Entering The Middle East venue in Cambridge, Massachusetts (USA) is about as good an experience as you can have from going out to intentionally damage your hearing. Like all the best clubs, it’s in a basement, so you can feel just slightly, secretly “in the know” from the first moment. Through the doors at the bottom of the firetrap staircase you arrive in the room at the top of another short flight, so you can see out across the lake of sweaty raised arms, before you wade in and immerse yourself.
I spent so many great nights at The Middle East in the 15 years I lived in America. Nights where the hard concrete and steel-panelled ceiling created reverberations so strong I felt sick to my stomach, and nights where I saw local friends’ bands have their moment on the same stage their heroes could be playing the next weekend.
Of all these sometimes hallowed, sometimes moving gigs, the very best was seeing Art Brut play there on 3rd April 2006.
To be clear, Art Brut are, IMHO, a clever, funny, frenziedly-energetic band I still enjoy listening to a decade after this peak – but they are not my favourite band. That doesn’t mean they couldn’t provide one of the best gig experiences I’ve ever had though.
In a long set of high-energy party songs, singer Eddie Argos [NB: possibly the most hilarious “rock and roll” stage name I’ve ever heard] led his audience around the typically absurd topics in which Art Brut are interested. Things like the purported fears Argos felt for his little brother’s safety, now he had discovered the gateway drug of “the rock and roll b-side” (“stay off the crack!”, we would sing in unison with him). Things like the joyous announcement that he had a new girlfriend whom he had been lucky enough to see naked “twice!” The trivial and downright silly made something we all, smiling, cared about with him.
Best of all though was ‘Modern Art’, a song where he tells us that he completely loses it whenever he is confronted with oil paintings in a gallery. His over-the-top story culminated in him chanting furiously, with us, that “modern art / makes me / want to rock out!”, circling and rising with each repeat. He stepped out, off the stage to join us in the crowd as he sang, still building in intensity. Further and further from the stage, he let his wired mic fall to the ground, his fist banging the air above him, as we all screamed along. Eventually, at the back of the room, he climbed up on the bar and mouthed the words, his voice swallowed by our shouting moment together. A magically intrepid move, and so in control of his audience, but…
Well, he wasn’t in control of venue security, was he?
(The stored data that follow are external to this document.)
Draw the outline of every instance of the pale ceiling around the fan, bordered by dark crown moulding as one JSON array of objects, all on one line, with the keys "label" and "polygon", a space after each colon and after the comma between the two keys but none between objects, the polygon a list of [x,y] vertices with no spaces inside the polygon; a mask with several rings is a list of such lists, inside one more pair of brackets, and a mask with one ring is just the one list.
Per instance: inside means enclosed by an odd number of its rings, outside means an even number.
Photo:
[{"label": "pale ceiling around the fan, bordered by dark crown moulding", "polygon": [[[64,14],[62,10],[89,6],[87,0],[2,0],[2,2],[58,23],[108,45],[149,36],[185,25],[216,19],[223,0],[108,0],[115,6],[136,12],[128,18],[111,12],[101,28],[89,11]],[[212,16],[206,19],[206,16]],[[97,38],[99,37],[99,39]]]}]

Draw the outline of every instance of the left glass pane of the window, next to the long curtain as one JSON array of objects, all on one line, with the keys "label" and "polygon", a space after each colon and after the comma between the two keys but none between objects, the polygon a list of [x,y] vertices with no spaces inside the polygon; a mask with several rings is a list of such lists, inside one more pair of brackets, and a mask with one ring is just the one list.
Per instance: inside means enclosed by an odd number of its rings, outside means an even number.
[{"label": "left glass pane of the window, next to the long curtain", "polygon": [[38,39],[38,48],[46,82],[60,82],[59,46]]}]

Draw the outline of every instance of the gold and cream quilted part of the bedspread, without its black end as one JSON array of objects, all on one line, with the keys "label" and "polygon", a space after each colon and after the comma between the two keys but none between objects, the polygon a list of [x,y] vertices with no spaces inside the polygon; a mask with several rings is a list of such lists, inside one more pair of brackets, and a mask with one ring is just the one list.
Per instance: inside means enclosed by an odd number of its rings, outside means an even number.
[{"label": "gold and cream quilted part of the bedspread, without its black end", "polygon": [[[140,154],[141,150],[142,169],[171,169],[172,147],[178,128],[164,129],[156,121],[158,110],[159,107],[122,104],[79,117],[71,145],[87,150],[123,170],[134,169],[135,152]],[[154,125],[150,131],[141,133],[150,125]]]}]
Eddie was so good at joining up the space between band and crowd, and so good at making us feel like we were all part of the performance, that it didn’t seem to occur to him that it might be the other way around: we weren’t rock stars, like him, he was just some geezer, like us.
And if I had got on the bar and started screaming at the crowd around me (even if what I was screaming was innocently funny), the bouncers would have me lying in a gutter outside about 30 seconds later.
Argos was almost as unlucky. Security grabbed him by the trench coat and yanked him downwards, headed for the door. The crowd around him tried to explain, en masse, but a good bouncer knows best, in the middle of a load of drunken fools.
For a few seconds, things looked bleak, and the band stopped.
But someone, somehow, managed to get the message through to the security guard – that he was our leader – and they released him, still disgruntled.
When Eddie (we were on a first name basis by this point, of course) got back up on stage, there was a moment of unity I’ve never seen replicated in any gig in my many (many) years of going to them: a cheer that made us all feel we had literally made the night possible. He had given us a truly great show, but then we had given him a great rock and roll story, saved the night from going completely off the rails, and stopped Eddie from being torn from the space he was such a master at controlling.